Wadih Arap, MD, PhD, is a University of New Mexico Professor and Chief of the Division of Hematology/Oncology in the Department of Internal Medicine at the UNM School of Medicine. He serves as the Deputy Director of the UNM Cancer Center. Dr. Arap is the Victor and Ruby Hansen Surface Endowed Chair in Cancer Medicine.
The team that developed the protocell also included: Carlee Ashley, PhD (Sandia National Laboratories); Eric Carnes, PhD (UNM School of Engineering); David Peabody, PhD; and Cheryl Willman, MD. Dr. Brinker and Dr. Peabody are members of the UNM Cancer Center. Dr. Willman is the Director and CEO of the UNM Cancer Center.
“Mechanistic Patient-Specific Predictive Correlation of Tumor Drug Response with Microenvironment and Perfusion Measurements” is published in the August 12, 2013 online Early Edition of Proceedings of the National Academy of Sciences of the United States of America (http://www.pnas.org/). Authors include Elaine L. Bearer, Eugene J. Koay, Steven A. Curley, Vittorio Cristini.

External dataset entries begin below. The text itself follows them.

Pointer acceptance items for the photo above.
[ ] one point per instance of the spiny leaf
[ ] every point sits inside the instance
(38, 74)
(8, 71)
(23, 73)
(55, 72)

“Mechanistic modeling identifies drug-uptake history as predictor of tumor drug resistance and nanocarrier-mediated response” is published in the November 4, 2013 online Edition of ACS Nano (http://pubs.acs.org/journal/ancac3). Authors include C. Jeffrey Brinker, Vittorio Cristini.
“Transport properties of pancreatic cancer describe gemcitabine delivery and response” is published in the March 10, 2014 Online Edition of the Journal of Clinical Investigation (www.jci.org/). Authors include Eugene J. Koay, Vittorio Cristini, Christopher H. Crane, Jason B. Fleming.
“Highly Cited Researchers 2014” represents some of world’s leading scientific minds. Over three thousand researchers earned the distinction by writing the greatest numbers of reports officially designated by Essential Science Indicators℠ as Highly Cited Papers—ranking among the top 1% most cited for their subject field and year of publication, earning them the mark of exceptional impact.
The list includes two other UNM faculty members, also within the Health Sciences Center: Xuexian O. Yang, PhD, Assistant Professor in the Department of Molecular Genetics and Microbiology; and, Mauricio Tohen, MD, DrPH, MBA, Professor and Chairperson of the Department of Psychiatry.